Petco has the dollar per gallon sale on right now. It's for the 10g, 20g and 40g. I have my blue tongue skink in a 40g


----------



## TeguBlake (Oct 5, 2012)

Ver true man! You can have a better controlled humidity level in a tank!


----------



## HeatherN (Oct 5, 2012)

those sales vary on location and store. we never have those sales around here! but its true, aquariums are a cash drainer.


----------



## TeguBlake (Oct 5, 2012)

I bought a 40 long at my petco for 35, must be a Texas thingy idk though lol.


----------



## MrNiceGuy736u (Oct 5, 2012)

TeguBlake said:


> I bought a 40 long at my petco for 35, must be a Texas thingy idk though lol.

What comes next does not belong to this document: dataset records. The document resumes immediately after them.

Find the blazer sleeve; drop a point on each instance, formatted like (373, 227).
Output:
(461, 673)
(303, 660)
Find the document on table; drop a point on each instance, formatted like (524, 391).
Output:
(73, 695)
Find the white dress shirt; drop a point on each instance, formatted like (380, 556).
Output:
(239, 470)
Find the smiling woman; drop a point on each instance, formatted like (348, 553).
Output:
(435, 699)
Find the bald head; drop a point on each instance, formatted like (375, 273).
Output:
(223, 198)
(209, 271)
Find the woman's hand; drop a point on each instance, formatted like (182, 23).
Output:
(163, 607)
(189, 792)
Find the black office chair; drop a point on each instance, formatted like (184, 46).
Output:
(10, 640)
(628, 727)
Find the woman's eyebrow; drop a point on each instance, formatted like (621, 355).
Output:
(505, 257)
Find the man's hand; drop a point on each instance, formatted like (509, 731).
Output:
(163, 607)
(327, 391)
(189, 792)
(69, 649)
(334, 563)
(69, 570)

Lucky! Wait my girlfriend works at petco so i get 20% discount on everything! Mwaahaha and that fish place that pet place is down the road and there about 50% cheaper than petco.


----------



## larissalurid (Oct 19, 2012)

Yea when getting my merauke bts I was lucky to have caught the dollar per gallon sale at the right time and got the 40g breeder for $40. Otherwise just make your own 4x2 and they'll have even more room (which they definitely use, i'm planning on getting a larger cage for my merauke in the future)


----------



## frost (Oct 20, 2012)

too bad you dont live near me. i have 40 and 75 gallons that i was trying to sell for real cheap.


----------